Congressional analysts estimated the phase-out plan for the wind PTC, which also cuts the industry’s 2.3-cent-per-kWh tax credit to 1.5 cents, would eliminate more than $11 billion in benefits to the industry over the next 10 years.

Congress in 2015 passed a law that said the wind PTC would begin phasing out in 2017, and expire in 2020. “The wind energy production tax credit is already being phased out under a compromise brokered in 2015,” Iowa GOP Sen. Chuck Grassley said in a statement. “It shouldn’t be re-opened. I’m working within the Senate Finance Committee to see that the commitment made to a multi-year phase-out remains intact.”

The wind energy PTC allows for a tax credit for each kilowatt hour generated. It was created by Congress to allow wind developers access to funds to invest in U.S. wind projects. In 2015, Congress passed a bipartisan five-year extension for the credit.

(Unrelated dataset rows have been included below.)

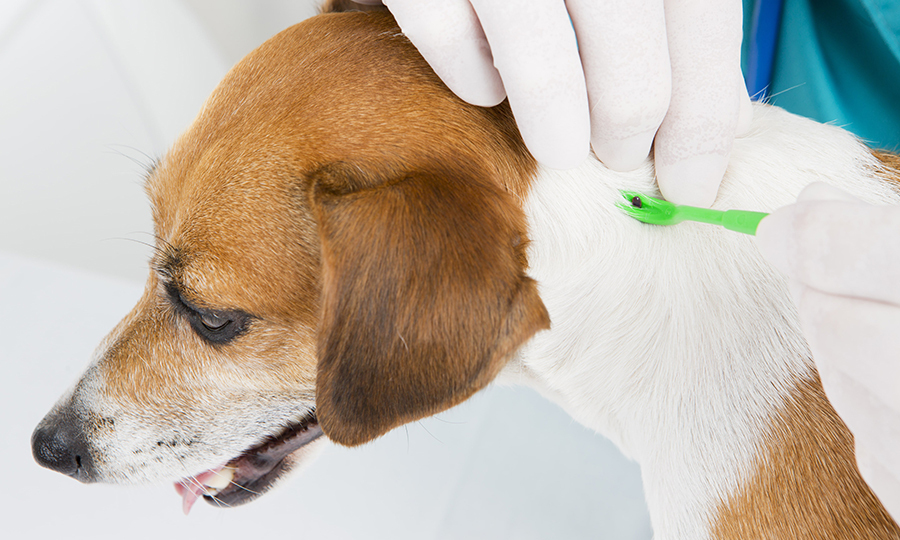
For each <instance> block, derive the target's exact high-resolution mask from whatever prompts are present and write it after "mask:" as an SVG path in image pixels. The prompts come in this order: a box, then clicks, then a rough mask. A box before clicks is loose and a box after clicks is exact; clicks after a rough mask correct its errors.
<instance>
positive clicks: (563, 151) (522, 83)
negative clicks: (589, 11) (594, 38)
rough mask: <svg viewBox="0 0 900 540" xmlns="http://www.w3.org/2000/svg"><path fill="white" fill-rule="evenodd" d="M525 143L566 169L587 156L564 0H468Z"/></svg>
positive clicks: (553, 166)
mask: <svg viewBox="0 0 900 540" xmlns="http://www.w3.org/2000/svg"><path fill="white" fill-rule="evenodd" d="M472 5H473V6H474V8H475V12H476V13H477V14H478V19H479V20H480V21H481V26H482V28H483V29H484V33H485V35H486V36H487V40H488V42H489V43H490V45H491V52H492V54H493V57H494V65H495V66H496V67H497V70H498V71H499V72H500V76H501V77H502V79H503V85H504V87H505V88H506V94H507V96H508V97H509V104H510V107H511V108H512V111H513V115H514V116H515V118H516V123H517V124H518V126H519V131H520V132H521V134H522V138H523V139H524V141H525V144H526V145H527V146H528V149H529V150H530V151H531V153H532V154H533V155H534V157H535V158H536V159H537V160H538V161H539V162H540V163H542V164H544V165H546V166H548V167H552V168H557V169H567V168H571V167H575V166H577V165H579V164H580V163H581V162H582V161H583V160H584V159H585V157H587V154H588V150H589V146H590V119H589V114H588V104H587V90H586V89H585V86H584V71H583V70H582V68H581V59H580V58H579V55H578V45H577V43H576V41H575V31H574V30H573V28H572V24H571V22H570V20H569V14H568V12H567V11H566V6H565V3H564V2H559V1H557V0H531V1H529V2H498V1H496V0H473V1H472Z"/></svg>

The bill introduced today changes the terms of PTC qualification defining start of construction, eliminating access to capital for some project developers. It also ends an inflation adjustment, which AWEA says cuts the PTC value by more than half.

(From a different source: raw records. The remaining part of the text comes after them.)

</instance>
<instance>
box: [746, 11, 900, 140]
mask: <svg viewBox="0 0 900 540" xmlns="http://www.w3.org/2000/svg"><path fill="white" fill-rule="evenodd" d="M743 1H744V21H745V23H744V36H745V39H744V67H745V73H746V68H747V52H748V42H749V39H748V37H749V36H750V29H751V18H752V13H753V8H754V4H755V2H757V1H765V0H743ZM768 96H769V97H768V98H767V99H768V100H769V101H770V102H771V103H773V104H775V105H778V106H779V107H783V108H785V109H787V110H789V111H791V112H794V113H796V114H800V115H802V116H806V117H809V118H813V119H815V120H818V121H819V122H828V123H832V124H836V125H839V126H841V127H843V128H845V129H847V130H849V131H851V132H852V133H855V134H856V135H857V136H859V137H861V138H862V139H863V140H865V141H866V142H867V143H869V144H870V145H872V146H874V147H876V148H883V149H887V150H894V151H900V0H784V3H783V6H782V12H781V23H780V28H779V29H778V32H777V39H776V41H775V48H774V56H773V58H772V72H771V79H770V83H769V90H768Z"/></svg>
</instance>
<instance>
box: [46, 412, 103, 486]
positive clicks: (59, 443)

“The House language would have a chilling effect on private investment in U.S. infrastructure,” said AWEA’s Kiernan. “Private capital commitments supporting over $50 billion in manufacturing and construction activity are at serious risk under this plan. These investments were made based on the rules of the 2015 phase-out. Changing the rules in the middle of the game would be disastrous for American workers building wind turbines and farmers and ranchers harvesting the wind.”

Solar Credit Also Impacted

A separate solar industry 30% tax credit phase-out agreed to in 2015 will continue, with the credit set to expire in 2022. However, the bill would end a 10% tax credit for utility-scale and commercial solar projects—called “permanent” in earlier legislation—after 2027.

The bill introduced Thursday would also end a $7,500 federal tax credit for purchasers of electric vehicles (EVs). Scott Mercer, founder and CEO of Volta Charging, told online technology magazine The Verge: “[Ending] the federal tax credit will definitely have an impact on U.S. adoption. It’s a bit unfortunate because it slows our ability to become competitive in what has become a global level of EV adoption.”

According to the National Conference of State Legislatures (NCSL), at least 34 states and the District of Columbia offer some type of incentive to owners of hybrid and plug-in electric vehicles (PEVs). The $7,500 federal tax credit has been available in addition to any state incentives; however, the federal credit would expire after 200,000 qualified PEVs were sold by an individual manufacturer. The NCSL says that as of August 2017, Tesla had sold the most PEVs in the U.S., but still needed to sell another 80,000 for the credit to phase out for its models.